Most types have a particular size, in bytes, that is knowable at compile time.
For example, an `i32` is thirty-two bits big, or four bytes. However, there are
some types which are useful to express, but do not have a defined size. These are
called unsized or dynamically sized types. One example is `[T]`. This type
represents a certain number of `T` in sequence. But we dont know how many
there are, so the size is not known.
Rust understands a few of these types, but they have some restrictions. There
are three:
1. We can only manipulate an instance of an unsized type via a pointer. An
`&[T]` works just fine, but a `[T]` does not.
2. Variables and arguments cannot have dynamically sized types.
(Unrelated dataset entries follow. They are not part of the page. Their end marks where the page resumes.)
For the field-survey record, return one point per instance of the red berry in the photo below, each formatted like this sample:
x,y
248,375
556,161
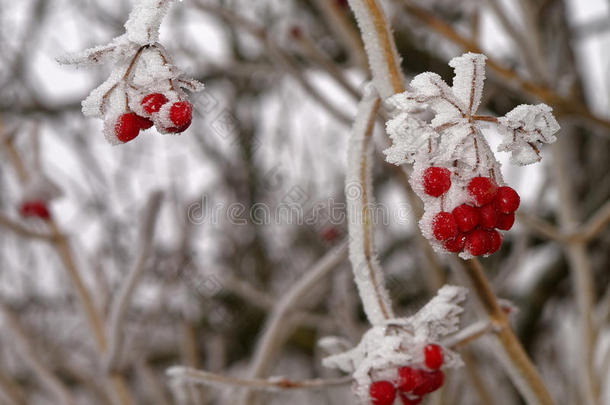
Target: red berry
x,y
507,200
433,355
152,103
482,189
409,378
495,240
382,393
444,226
35,209
505,221
436,181
488,216
477,242
433,381
180,114
466,216
409,401
455,245
127,127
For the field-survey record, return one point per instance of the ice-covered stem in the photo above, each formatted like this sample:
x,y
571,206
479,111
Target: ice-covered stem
x,y
259,384
360,201
380,47
376,31
123,299
32,359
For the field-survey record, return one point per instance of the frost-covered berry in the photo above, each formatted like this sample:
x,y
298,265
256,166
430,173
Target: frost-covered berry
x,y
495,240
382,393
477,242
410,401
466,216
152,103
35,209
507,200
482,189
444,226
180,114
437,181
455,245
433,356
128,127
505,221
488,216
433,380
409,378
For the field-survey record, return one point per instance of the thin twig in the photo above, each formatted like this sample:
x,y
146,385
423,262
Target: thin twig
x,y
123,299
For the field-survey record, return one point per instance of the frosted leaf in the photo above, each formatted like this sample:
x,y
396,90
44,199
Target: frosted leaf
x,y
469,78
525,129
452,141
141,68
400,342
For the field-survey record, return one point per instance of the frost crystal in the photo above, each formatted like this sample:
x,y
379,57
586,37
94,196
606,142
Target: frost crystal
x,y
452,138
142,67
400,342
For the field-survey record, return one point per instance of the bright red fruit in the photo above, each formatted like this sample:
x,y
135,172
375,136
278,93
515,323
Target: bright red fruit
x,y
482,189
477,242
466,216
455,245
127,127
488,216
433,356
35,209
152,103
382,393
444,226
507,200
505,221
409,378
433,380
437,181
495,240
407,401
180,114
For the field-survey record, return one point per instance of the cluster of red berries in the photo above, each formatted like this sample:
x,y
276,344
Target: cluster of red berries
x,y
175,118
472,227
37,209
412,383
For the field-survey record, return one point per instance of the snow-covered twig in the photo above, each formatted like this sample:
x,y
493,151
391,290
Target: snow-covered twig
x,y
123,299
23,341
271,384
359,196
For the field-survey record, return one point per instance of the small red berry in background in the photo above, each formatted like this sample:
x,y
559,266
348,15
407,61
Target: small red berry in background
x,y
408,401
488,216
433,356
180,114
152,103
466,217
507,200
127,127
437,181
483,190
455,245
495,241
444,226
409,378
382,393
35,209
477,242
505,221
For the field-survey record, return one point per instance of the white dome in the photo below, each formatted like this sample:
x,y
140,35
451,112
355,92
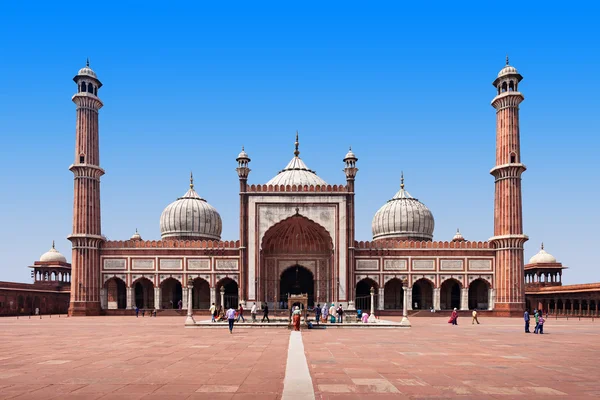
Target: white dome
x,y
403,217
296,173
190,217
53,255
542,257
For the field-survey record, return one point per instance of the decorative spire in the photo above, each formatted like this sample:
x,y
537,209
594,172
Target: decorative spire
x,y
296,151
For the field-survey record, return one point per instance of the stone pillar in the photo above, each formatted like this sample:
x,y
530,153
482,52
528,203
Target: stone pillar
x,y
103,299
213,295
436,299
491,298
130,298
157,298
464,299
190,319
406,302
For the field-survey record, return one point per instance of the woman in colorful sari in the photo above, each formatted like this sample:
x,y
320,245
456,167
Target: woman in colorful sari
x,y
453,318
296,318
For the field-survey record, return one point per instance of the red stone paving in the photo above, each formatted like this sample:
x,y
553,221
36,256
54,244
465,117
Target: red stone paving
x,y
156,358
436,360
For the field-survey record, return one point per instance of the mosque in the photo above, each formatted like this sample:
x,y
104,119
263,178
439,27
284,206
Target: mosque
x,y
297,235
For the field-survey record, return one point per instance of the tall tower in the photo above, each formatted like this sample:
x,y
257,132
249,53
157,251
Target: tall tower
x,y
243,171
86,238
508,239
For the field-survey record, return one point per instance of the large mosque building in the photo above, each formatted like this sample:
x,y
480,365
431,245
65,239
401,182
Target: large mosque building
x,y
297,235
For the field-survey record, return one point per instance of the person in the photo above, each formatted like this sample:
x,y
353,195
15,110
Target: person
x,y
296,318
340,312
318,313
230,318
454,317
324,312
240,314
266,313
213,312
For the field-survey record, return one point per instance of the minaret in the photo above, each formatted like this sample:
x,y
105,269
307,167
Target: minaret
x,y
86,238
508,236
350,170
243,171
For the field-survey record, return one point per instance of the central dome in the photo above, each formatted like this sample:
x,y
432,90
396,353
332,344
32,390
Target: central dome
x,y
190,217
403,217
296,173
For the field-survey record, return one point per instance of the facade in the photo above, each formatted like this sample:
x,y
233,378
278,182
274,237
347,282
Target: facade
x,y
48,294
297,235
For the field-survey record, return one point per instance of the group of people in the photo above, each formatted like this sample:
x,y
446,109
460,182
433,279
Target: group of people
x,y
539,321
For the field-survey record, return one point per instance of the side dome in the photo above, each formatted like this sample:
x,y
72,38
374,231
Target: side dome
x,y
542,257
53,255
190,217
403,217
296,173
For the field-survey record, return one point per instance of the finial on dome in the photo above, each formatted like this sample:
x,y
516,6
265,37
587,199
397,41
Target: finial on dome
x,y
296,151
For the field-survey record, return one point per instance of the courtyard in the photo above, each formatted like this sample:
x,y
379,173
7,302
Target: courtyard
x,y
157,358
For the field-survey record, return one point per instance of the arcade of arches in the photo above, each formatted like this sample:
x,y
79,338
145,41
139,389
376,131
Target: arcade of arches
x,y
296,258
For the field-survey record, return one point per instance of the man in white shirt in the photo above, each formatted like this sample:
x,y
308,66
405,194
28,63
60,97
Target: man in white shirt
x,y
230,314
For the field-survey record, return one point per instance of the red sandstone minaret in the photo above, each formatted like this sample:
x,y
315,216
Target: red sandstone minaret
x,y
87,236
508,209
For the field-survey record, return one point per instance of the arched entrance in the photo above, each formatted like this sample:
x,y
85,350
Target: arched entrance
x,y
230,297
363,294
144,293
450,295
171,292
200,294
478,295
296,280
422,295
116,293
393,296
296,255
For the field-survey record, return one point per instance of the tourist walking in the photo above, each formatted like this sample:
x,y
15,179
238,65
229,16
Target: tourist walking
x,y
230,318
332,312
325,312
265,313
318,313
453,318
213,312
340,313
240,314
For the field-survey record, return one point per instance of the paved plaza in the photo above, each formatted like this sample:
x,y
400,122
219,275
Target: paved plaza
x,y
157,358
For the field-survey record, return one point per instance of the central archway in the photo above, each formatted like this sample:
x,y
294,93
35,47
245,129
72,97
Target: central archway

3. Only the last field in a `struct` may have a dynamically sized type; the
other fields must not. Enum variants must not have dynamically sized types as
data.
So why bother? Well, because `[T]` can only be used behind a pointer, if we
didnt have language support for unsized types, it would be impossible to write
this:
```rust,ignore
impl Foo for str {
```
or
```rust,ignore
impl<T> Foo for [T] {
```
Instead, you would have to write:
```rust,ignore
impl Foo for &str {
```
Meaning, this implementation would only work for [references][ref], and not
other types of pointers. With this `impl`, all pointers, including (at some
point, there are some bugs to fix first) user-defined custom smart pointers,
can use this `impl`.
# ?Sized
If you want to write a function that accepts a dynamically sized type, you
can use the special bound, `?Sized`:
```rust
struct Foo<T: ?Sized> {
f: T,
}
```
This `?`, read as “T may be `Sized`”, means that this bound is special: it
lets us match more kinds, not less. Its almost like every `T` implicitly has
`T: Sized`, and the `?` undoes this default.